Corruption, not bill rallying point
NEW DELHI, April 8 (TNN): The milling crowd at Jantar Mantar — in support of social activist Anna Hazare’s indefinite fast for pushing through an anti-corruption ombudsman Bill — is clueless about the fine print. Few could distinguish between Lokpal Bill and Jan Lokpal Bill. For the uninitiated, the former enjoys the government’s sanction, the latter is a brainchild of the anti-corruption lobby — a motley crew from all walks of life. Be that as it may, the public seems to have little time or inclination to discern between the two.
Pointed out about the difference , Kriti Malhotra, a political science (Hons.) student from Lady Shri Ram College, asked in disbelief, “Is there one?” She, however, refused to rack her brain to figure out the nuances. Pranab, a student Tata Institute of Social Sciences who has come all the way from Mumbai, too, was clueless. Sporting a “Free Binyak Sen” badge, he said candidly that Jan Lokpal Bill means “little” to him. His priorities are clear. “I’m here to fight corruption. But, I’m not very clear about the differences in the government and Hazare’s versions,” he said. Accompanied by a teacher, students from the city’s Bluebells International had come to the protest hotspot to “get a sense of the big movement”. Dipin Kaur, a student of Bluebells International, explained the purpose of their visit. ‘We’re with anybody, who is carrying out a campaign against corruption. We’ve come to find out more about Jan Lokpal Bill,” she said.
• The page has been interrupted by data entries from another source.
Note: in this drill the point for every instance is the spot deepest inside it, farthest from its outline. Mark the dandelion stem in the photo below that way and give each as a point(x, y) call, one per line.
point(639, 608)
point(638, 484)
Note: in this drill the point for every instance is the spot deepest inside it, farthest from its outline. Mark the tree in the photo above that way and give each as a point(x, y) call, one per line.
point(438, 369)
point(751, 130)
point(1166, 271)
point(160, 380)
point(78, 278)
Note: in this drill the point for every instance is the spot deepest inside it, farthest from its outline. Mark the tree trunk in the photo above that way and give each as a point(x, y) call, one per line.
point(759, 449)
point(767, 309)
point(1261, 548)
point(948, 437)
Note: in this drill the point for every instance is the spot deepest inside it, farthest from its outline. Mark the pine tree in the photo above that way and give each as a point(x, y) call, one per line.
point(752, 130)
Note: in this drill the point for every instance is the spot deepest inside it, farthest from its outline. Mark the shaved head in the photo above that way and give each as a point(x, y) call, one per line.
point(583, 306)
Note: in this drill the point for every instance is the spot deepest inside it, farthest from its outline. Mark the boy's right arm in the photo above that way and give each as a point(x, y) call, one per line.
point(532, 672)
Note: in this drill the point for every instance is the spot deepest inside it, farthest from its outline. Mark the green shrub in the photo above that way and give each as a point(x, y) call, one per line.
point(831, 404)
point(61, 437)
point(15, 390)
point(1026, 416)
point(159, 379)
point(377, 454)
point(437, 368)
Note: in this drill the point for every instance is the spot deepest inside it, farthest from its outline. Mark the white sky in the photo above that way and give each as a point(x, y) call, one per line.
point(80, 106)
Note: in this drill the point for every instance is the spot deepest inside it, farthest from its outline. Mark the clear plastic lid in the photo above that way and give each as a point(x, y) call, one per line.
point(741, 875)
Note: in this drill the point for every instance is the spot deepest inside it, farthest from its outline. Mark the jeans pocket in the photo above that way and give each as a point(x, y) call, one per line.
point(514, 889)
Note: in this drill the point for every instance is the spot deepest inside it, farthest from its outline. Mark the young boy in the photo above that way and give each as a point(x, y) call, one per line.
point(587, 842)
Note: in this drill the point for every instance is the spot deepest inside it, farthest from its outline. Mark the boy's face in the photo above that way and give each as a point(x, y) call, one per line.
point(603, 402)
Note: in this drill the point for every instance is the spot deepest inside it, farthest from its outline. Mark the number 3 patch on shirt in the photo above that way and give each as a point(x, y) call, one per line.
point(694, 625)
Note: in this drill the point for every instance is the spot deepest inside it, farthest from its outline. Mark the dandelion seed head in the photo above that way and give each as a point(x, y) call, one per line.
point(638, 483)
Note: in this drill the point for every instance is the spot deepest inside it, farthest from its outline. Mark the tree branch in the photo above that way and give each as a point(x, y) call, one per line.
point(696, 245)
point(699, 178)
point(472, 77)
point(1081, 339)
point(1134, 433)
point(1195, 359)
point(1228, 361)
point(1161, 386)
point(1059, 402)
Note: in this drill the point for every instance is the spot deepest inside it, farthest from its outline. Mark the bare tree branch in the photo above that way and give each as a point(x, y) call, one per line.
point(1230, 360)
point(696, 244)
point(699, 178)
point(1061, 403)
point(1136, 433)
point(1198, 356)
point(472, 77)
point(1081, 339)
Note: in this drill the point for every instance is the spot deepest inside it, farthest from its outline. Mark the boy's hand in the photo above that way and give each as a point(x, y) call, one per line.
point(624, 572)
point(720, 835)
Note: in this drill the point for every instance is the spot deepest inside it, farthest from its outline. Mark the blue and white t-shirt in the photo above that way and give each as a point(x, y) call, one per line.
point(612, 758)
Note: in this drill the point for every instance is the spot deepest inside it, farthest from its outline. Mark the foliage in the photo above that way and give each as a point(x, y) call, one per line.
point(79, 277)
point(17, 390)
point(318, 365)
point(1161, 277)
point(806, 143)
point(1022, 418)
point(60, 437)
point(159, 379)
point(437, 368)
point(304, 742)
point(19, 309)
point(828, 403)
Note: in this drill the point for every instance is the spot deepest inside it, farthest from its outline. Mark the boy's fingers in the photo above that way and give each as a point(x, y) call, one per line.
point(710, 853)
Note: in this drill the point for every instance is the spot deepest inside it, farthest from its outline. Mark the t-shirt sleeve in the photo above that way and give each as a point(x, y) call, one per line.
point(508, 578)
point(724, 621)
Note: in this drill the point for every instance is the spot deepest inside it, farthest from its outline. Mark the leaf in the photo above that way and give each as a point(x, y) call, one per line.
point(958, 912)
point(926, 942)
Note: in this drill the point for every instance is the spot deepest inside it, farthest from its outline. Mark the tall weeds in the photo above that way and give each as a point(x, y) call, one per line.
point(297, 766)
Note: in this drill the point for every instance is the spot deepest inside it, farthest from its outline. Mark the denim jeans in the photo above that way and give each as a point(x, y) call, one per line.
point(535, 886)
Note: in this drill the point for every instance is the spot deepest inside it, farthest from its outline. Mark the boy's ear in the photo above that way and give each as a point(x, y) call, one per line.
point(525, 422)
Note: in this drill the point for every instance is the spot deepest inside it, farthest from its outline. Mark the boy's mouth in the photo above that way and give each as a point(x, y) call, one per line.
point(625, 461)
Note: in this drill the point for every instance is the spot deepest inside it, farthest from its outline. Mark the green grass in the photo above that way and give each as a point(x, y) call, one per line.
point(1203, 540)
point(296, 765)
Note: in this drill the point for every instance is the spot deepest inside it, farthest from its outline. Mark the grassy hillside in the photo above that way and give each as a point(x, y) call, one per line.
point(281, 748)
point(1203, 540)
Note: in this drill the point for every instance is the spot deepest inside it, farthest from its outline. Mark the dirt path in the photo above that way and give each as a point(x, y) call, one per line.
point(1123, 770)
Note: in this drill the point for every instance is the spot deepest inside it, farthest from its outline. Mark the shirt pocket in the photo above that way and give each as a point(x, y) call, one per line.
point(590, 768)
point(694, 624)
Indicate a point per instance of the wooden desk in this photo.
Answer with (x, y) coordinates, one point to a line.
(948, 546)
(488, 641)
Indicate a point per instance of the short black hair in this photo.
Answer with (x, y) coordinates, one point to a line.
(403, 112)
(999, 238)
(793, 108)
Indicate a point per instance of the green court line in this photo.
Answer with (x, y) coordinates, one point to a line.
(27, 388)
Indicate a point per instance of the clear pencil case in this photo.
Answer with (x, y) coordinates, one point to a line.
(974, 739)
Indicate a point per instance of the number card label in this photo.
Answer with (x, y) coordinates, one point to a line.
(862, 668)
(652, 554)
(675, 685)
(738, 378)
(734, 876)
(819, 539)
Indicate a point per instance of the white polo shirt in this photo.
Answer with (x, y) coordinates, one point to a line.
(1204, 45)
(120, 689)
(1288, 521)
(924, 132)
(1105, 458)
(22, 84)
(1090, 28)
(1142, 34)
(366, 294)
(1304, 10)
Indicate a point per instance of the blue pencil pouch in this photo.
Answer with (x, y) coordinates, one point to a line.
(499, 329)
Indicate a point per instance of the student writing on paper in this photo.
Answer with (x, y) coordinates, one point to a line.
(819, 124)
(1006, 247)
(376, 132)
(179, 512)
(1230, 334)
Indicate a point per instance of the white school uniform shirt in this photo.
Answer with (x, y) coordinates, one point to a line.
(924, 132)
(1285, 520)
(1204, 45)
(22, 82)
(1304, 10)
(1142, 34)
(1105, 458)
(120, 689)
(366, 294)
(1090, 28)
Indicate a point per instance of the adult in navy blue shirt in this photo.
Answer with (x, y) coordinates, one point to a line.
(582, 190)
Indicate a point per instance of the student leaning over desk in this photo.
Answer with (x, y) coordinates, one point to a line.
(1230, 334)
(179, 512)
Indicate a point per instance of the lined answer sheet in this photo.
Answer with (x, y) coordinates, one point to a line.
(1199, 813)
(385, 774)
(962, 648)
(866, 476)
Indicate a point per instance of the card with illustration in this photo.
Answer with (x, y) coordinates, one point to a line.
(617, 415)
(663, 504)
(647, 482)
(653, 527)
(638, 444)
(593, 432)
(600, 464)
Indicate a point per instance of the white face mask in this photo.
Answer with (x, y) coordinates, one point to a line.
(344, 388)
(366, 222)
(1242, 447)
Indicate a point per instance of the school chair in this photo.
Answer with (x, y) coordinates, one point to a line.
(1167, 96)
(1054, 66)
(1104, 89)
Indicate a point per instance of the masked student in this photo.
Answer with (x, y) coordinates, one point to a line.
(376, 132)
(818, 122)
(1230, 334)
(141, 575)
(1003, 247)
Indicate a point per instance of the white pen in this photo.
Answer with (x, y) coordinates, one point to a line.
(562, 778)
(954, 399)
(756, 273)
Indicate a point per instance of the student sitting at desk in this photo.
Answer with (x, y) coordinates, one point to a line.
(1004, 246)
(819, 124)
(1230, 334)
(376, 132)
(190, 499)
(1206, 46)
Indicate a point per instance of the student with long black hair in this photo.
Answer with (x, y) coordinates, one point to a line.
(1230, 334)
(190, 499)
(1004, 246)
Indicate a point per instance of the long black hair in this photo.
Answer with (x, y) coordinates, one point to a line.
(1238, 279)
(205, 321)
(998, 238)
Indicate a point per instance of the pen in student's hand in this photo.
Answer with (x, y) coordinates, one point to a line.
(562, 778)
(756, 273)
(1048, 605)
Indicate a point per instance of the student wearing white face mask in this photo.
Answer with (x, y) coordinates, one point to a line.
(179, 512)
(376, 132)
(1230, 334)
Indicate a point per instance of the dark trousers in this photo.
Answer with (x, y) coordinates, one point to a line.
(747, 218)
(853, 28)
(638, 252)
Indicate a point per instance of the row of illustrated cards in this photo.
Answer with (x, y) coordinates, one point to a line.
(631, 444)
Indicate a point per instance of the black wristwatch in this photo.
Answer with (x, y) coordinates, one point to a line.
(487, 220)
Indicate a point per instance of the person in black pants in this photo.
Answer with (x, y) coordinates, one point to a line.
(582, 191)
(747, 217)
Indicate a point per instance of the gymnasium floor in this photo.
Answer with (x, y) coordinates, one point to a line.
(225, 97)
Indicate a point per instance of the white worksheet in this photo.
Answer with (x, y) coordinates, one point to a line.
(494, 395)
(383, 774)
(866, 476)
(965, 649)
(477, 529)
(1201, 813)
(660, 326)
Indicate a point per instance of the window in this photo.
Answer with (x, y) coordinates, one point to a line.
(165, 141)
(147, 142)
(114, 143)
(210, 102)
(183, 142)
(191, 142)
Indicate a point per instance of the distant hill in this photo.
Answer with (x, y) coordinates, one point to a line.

Social activist Swami Agnivesh’s speech shed light on the fate of the movement. The peacenik briefed the crowd about the government acceding to three of the five-point demand put forth by the anticorruption crusaders. Buoyed, the gathering felt that Hazare’s three-day-old fast could get over soon, but an overwhelming majority wanted the anti-graft battle to continue. The growing public mood was that politicians — cutting across party lines — should get a sense of aam aadmi’s outrage and tackle corruption.